History had never been a give-and-take experience like the way it was in Michael Coray’s class.

Certainly, he could be demanding. We took our examinations in “blue books” back then, and I spent the entire semester cramming into the wee hours of the morning, frantically making sure that my knowledge of American history would be substantial enough to fill an entire blue book in the frenzied 50 minutes I had to write during one of Dr. Coray’s exams.

More than the blue books, though, I remember wonderful moments of clarity, where Dr. Coray’s brow would furrow as he bore down on you, asking you to explain one of your preconceived notions about history. He would listen respectfully, purse his lips and tilt his head in an approving manner if you were on the right track.

The hardest part was remembering the names of the people I had never heard of before, those that were, until I took his class, utterly invisible to me.

What he taught me forever changed how I viewed history.

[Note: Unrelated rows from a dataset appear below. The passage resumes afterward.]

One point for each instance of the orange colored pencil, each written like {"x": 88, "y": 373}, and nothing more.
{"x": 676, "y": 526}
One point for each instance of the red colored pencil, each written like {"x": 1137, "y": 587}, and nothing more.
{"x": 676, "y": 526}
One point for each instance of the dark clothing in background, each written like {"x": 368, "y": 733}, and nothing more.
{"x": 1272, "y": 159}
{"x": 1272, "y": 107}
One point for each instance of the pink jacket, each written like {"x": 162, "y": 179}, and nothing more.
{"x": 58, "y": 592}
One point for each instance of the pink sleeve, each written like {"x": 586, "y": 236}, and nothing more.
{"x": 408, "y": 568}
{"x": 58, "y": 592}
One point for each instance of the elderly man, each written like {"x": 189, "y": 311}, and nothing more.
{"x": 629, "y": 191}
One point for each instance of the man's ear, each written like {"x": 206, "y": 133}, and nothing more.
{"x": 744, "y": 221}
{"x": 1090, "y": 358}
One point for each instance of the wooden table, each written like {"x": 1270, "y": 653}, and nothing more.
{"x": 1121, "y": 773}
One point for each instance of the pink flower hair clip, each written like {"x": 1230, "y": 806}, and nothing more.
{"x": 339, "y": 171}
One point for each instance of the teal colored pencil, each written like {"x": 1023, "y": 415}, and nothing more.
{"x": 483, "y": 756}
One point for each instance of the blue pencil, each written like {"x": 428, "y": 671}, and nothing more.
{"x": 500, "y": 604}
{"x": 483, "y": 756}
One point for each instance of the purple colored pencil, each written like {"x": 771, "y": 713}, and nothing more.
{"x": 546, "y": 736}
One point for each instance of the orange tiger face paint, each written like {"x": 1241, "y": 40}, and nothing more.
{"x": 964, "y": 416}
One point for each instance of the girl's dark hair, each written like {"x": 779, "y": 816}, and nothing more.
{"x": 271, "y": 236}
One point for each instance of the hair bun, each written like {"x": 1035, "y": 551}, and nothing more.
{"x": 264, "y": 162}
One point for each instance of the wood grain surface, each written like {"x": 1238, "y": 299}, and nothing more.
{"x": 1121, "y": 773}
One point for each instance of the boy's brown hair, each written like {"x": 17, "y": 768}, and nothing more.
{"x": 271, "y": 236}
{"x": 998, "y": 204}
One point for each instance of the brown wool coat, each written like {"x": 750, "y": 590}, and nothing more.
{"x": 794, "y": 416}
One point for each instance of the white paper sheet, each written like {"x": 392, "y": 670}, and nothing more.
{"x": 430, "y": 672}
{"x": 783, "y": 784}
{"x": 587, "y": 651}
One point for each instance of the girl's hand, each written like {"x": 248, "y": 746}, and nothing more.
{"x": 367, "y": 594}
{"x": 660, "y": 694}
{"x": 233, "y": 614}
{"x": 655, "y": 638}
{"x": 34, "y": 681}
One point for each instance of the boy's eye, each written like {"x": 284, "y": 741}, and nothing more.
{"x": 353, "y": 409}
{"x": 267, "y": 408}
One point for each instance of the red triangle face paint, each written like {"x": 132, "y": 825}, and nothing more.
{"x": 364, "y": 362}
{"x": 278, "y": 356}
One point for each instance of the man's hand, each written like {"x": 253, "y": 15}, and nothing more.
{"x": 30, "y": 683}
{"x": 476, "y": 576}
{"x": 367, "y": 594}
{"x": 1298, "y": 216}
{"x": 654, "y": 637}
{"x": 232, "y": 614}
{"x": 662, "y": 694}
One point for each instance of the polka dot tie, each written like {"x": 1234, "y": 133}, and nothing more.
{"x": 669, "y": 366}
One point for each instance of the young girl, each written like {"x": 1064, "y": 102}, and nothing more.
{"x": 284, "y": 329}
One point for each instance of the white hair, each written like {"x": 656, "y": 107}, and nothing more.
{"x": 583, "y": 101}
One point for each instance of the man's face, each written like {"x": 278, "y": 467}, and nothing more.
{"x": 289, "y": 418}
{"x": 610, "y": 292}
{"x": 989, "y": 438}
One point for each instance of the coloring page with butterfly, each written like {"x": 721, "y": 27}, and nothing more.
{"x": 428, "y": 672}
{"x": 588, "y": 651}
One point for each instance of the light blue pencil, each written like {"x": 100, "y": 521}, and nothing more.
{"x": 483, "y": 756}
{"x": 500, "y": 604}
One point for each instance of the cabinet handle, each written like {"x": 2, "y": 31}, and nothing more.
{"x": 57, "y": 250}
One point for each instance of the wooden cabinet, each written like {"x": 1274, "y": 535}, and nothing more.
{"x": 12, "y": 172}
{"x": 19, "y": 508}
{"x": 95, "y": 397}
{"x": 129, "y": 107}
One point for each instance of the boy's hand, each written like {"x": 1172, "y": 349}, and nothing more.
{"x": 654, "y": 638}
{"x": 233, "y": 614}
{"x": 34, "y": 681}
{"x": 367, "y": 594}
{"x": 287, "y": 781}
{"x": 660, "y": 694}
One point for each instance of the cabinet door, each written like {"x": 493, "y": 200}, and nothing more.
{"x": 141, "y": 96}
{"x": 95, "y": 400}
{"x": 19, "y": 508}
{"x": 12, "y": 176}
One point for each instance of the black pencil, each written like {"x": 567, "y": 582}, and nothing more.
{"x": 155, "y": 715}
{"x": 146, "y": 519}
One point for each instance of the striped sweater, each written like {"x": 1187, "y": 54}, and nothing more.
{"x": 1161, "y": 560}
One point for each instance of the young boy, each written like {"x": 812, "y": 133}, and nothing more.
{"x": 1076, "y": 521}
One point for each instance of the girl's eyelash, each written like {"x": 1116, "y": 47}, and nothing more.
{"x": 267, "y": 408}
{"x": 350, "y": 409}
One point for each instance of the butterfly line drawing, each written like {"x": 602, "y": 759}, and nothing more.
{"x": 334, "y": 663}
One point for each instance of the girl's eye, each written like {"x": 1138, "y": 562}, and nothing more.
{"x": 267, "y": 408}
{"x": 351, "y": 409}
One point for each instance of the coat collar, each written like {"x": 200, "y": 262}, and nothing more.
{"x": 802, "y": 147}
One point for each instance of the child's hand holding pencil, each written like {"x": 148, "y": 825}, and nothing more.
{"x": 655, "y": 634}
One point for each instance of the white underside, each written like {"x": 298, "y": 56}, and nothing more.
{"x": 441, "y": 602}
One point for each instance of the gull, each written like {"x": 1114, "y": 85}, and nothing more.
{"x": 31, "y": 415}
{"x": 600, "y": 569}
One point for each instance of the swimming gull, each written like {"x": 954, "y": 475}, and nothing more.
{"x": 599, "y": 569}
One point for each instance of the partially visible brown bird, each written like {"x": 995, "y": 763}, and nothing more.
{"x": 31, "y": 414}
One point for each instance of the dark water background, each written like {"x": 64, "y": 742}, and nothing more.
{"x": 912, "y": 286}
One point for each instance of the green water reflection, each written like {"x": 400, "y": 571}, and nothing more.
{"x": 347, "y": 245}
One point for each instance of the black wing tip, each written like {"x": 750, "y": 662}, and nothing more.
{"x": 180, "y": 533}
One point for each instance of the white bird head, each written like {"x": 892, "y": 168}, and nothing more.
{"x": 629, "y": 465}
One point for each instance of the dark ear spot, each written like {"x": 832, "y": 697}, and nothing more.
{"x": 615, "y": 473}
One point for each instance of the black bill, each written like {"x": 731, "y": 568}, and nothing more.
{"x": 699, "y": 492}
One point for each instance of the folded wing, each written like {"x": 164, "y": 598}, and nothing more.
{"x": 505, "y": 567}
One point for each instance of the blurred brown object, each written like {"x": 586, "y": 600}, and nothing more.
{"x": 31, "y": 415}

To a historian like Michael Coray, history is never stale and stagnant. It evolves. It has dynamism. It is real, and is populated by people of all ethnicities, all colors, from countries far outside America’s borders and enclaves from within our Republic.

High school history had taught me the names of Benjamin Franklin and Thomas Jefferson and FDR. Yet it was Michael Coray who taught me the names of Marcus Garvey, Langston Hughes and W.E.B. DuBois.

Today, as I hear the speeches of Barrack Obama, I hear the words of DuBois.

Without Coray, my sensitivities would have never been heightened enough to compare two important figures in the history of our country, contrasting their words. Without Coray, I would never wonder why one of these men could run for president while the other would write with an aching yearning if that day would ever come, how one went to Africa to find his past … while another saw Africa as a key to America’s future.

“Those wonderful ‘light bulb’ moments,” Coray said. “I’ve always been interested in what my students have had to say … but I’ve also been interested in what happens to me, as I’m listening, because I get new ideas from a student who challenges me or makes me re-think one of my own preconceived notions.

“That’s a wonderful dynamic. It’s what teaching is all about to me. And that’s why I want to return to the classroom – those inspiring moments when someone says something and my mouth drops open, and I say, ‘Wow. What you’ve said is incredible.’”

On Monday, Coray announced that he would be stepping down from the post that he has ably manned for the past 18 years, as the Special Assistant to the President for Diversity.

For an intensely private man, the position has been a remarkable testament to his ability to bring diverse groups together.

When then-President Joe Crowley appointed Coray as the institution’s first Special Assistant to the President for Diversity, Coray took it upon himself to bring hard topics to the table.

They were topics that often times people didn’t want to hear. Yet they were important topics, particularly as the University began an unprecedented growth spurt in the late 1990s.

“Diversity is not a one-way street,” said Coray, who came to Nevada in 1972. “It’s a community. That’s always been a key for me: bringing voices to the table that otherwise might not have been heard.”

Coray will step down from his post on July 1. Following faculty development leave for 2008-2009, he will return to the classroom in the Department of History.

Students have changed a lot in 18 years. And Coray has seen the novel ways that instructors today connect with the first generation that has experienced a culture of multimedia saturation.

“It’ll be an interesting adjustment,” he said, noting that he plans to visit the classrooms of many of Department of History’s instructors, to take notes and to observe how, say, the talented Scott Casper makes 18th-century diaries written with ink-stained quills come alive to the iPod generation. “I do know that I’m probably 100 percent wiser than when I left the classroom 18 years ago. The test will be how I manifest that wisdom.”

The bet here is that he will manifest that wisdom as he always has, in ways both magical and memorable to his students.

A little perspiration on the students’ part probably wouldn’t hurt, either.